白い歯を見せて翔が笑った。「まただ」と、冬馬は思う。彼の笑顔を見ているだけで、胸が締め付けられるように痛んだ。冬馬は自らの胸に右手を当てて目を瞑った。動悸が激しい。翔と出逢ってから、自分がおかしくなってしまったように感じられた。
 呼吸を落ち着かせてから、冬馬は前方の翔を見遣る。さすがに最初の単元はすらすらと解けるようだ。翔のシャーペンは止まらずに動いている。気付かれないよう、そっと溜息をついた。
 冬馬は自分の鞄を引き寄せる。勉強道具を持参しているのだ。参考書と筆記用具をローテーブルに置いた時、翔の後ろに冊子のようなものがあることに気が付いた。目を凝らすまでもなく、翔の志望校である帝仁高校のパンフレットだとわかった。
 冬馬はすぐさま立ち上がった。了承を得ることも忘れ、パンフレットを手に元の位置に戻る。表紙は、赤レンガを思わせる赤銅色の古風な校舎の写真だった。裏表紙には、所在地が書かれていた。以外にも、父と兄が借りているマンションから程近いとわかった。 
 この住所だと、冬馬の家からは電車で二時間くらいだろうか。高校生が通う距離としては長過ぎるように思えた。
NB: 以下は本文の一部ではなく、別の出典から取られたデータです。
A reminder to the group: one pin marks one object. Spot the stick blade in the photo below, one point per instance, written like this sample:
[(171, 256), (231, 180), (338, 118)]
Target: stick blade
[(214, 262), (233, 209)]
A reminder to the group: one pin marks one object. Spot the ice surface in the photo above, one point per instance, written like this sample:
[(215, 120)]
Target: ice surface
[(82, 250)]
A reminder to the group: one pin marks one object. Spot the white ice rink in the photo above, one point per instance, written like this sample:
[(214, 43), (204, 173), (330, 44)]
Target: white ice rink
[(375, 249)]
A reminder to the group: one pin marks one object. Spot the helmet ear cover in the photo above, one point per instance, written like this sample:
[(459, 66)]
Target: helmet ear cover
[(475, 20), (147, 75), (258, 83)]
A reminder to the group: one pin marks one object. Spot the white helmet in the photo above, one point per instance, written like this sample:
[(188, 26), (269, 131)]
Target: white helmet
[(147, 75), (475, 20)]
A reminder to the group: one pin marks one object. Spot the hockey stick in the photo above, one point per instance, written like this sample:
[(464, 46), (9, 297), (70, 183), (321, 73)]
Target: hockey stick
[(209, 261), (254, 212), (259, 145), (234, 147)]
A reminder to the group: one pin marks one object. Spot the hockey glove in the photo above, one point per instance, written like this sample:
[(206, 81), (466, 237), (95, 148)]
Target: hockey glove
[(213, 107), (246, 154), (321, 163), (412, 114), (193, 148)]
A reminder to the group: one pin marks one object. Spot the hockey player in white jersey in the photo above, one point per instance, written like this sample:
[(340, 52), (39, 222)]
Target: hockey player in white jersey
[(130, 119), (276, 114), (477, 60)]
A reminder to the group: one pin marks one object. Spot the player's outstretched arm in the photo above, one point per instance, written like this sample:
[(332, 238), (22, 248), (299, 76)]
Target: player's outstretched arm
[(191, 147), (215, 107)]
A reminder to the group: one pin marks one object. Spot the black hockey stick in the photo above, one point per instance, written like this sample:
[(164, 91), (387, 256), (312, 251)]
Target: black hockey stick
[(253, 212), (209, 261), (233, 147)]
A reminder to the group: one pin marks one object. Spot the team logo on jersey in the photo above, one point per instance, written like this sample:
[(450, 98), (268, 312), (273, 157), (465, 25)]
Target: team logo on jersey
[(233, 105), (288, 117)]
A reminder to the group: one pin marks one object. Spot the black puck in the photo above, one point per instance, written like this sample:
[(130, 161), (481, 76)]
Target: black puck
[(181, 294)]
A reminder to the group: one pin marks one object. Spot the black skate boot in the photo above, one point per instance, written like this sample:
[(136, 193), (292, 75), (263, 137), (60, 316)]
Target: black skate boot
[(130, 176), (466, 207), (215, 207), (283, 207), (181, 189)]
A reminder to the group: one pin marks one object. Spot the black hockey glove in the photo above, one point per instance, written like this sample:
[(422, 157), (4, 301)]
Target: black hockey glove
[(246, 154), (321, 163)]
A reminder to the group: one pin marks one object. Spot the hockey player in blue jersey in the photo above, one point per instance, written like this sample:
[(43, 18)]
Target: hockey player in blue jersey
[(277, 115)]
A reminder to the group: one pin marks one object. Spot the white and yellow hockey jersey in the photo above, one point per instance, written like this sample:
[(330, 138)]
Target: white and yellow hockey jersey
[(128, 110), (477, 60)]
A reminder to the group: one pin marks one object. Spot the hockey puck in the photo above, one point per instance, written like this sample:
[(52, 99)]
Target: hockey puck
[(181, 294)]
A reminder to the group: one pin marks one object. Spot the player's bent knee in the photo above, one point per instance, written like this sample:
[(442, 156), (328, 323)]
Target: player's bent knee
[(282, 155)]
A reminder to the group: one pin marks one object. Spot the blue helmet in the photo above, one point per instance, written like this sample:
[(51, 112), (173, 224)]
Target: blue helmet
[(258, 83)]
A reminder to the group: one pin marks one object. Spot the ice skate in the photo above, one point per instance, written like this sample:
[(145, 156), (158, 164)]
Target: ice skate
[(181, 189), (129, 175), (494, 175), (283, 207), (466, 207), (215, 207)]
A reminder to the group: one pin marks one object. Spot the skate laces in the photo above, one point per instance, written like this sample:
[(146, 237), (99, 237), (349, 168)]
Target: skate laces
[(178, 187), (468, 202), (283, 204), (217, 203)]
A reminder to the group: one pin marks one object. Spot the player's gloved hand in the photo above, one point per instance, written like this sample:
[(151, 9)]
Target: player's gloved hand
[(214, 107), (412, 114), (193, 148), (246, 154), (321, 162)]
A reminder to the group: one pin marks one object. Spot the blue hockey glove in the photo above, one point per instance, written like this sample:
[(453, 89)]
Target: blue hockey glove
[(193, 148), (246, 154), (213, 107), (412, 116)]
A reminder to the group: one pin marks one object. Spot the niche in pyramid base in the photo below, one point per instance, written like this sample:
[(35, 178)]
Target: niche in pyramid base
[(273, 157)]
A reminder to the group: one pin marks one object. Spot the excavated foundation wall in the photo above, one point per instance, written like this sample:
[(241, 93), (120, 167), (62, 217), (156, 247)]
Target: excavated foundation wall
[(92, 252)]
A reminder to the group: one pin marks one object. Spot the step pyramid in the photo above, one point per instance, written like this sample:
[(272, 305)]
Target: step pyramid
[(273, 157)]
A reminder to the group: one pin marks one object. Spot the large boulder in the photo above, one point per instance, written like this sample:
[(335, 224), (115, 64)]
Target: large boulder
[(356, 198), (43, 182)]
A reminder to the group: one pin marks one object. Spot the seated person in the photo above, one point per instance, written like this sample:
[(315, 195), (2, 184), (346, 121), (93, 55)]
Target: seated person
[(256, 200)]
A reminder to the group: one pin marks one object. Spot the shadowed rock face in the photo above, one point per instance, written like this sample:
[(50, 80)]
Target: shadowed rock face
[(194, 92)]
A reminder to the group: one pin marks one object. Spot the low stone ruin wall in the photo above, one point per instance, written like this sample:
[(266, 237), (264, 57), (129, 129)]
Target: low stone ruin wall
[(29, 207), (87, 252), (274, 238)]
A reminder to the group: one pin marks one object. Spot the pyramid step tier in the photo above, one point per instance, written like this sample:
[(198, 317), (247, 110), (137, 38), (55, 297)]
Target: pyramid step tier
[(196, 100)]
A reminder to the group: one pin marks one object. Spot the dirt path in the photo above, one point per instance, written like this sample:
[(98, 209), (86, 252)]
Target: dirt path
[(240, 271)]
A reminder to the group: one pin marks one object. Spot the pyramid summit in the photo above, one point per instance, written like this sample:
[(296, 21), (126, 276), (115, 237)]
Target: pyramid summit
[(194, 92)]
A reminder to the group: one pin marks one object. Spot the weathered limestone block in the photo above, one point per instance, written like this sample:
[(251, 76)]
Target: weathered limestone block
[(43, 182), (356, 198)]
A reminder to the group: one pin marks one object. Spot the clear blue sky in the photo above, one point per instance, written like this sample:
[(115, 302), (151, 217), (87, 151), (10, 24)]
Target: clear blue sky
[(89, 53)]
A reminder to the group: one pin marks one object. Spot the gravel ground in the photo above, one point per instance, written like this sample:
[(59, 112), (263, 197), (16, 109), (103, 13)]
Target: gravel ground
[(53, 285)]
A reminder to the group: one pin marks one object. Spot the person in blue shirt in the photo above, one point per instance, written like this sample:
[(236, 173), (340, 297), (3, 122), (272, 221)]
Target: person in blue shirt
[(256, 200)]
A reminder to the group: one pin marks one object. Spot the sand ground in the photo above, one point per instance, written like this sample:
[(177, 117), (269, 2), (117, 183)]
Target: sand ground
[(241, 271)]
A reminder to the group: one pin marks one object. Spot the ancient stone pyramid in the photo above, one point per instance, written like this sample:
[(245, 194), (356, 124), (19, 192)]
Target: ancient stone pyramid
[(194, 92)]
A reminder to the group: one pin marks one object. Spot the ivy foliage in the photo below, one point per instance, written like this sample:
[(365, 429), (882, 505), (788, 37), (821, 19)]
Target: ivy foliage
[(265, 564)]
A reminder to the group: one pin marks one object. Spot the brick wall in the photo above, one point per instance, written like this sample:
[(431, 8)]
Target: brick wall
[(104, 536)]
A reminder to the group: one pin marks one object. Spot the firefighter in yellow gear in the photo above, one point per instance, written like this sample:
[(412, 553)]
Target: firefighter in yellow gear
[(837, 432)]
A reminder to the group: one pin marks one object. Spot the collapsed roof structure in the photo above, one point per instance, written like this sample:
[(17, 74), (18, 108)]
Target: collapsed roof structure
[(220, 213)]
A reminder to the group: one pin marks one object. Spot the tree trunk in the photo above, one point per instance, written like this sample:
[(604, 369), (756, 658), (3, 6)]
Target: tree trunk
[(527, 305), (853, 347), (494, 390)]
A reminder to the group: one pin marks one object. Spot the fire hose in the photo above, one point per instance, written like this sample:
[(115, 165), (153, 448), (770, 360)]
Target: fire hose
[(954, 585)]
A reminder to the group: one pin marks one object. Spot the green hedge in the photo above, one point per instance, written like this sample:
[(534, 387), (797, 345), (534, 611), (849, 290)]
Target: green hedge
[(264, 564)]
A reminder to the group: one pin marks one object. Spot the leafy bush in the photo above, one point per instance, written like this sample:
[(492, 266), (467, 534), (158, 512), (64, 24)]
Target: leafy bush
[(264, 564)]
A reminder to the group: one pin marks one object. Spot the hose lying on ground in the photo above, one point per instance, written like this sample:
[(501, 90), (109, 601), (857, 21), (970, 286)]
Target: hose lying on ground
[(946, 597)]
ページを一枚めくると、『寮生活』と銘打って、帝仁寮一号館と二号館が紹介されていた。その情報に、冬馬は少なからずショックを受けた。
 私立帝仁高校は、全寮制の男子校なのだ。これでは翔が帝仁に入学してしまったら、会えなくなってしまうではないか。その事実が、冬馬に重くのしかかってきた。
「なあ」
 前方にいる翔が話し掛けてきた。
「――え? 何?」
 内心のショックを隠しきれないまま、冬馬は聞き返す。シャーペンを置き、冬馬の顔を正面から見て、翔は改まって言った。
「冬馬も……帝仁に行かないか?」
「……え?」
 一瞬、何を言われているのか理解できなかった。
「俺と一緒に、帝仁高校に入らないか?」
 それは、思ってもみない誘いだった。しばらく見詰め合っていたが、やがて年末のこの時期に、突拍子もないことを言っていると気付いたのだろう。翔は頭を掻いて視線を逸らした。
「そのパンフレット、持って帰っていいからさ」
「……でも……必要なんじゃ」
「読んだら、返してくれたらいいから」
 翔は片方の眉だけを上げて笑った。
「だから、考えてみてくれよ」
 目に力を込めて、真剣に翔は言う。
「そりゃあ全寮制だし、お金のこともあるから、すぐには決められないだろうし、家の人と相談もしなきゃならないだろうけど……。でも、考えてみてくれ」
 翔は泣き出しそうな顔をしていた。それは、先程の問題がわからない時の表情とも、明らかに違っていた。
「頼むよ」
 ここで冬馬が拒否してしまったら、おそらく翔は泣いてしまうだろう。そんな気がした。
「――わかったよ」
 冬馬は頷いた。
「……ありがとう……」
 翔は震える声でそう言うと、軽く目をこすってから勉強を再開した。
 冬馬の手の中にパンフレットが残された。全寮制の高校など、今まで考えたこともなかった。大学生になれば進学のために下宿し、家を離れることもあるだろうとは思っていた。けれどもそれは、三年以上先のことだった――。
 冬馬はパンフレットをゆっくりと鞄にしまった。翔の泣き出しそうな顔が、冬馬の脳裏に焼き付いて離れなかった。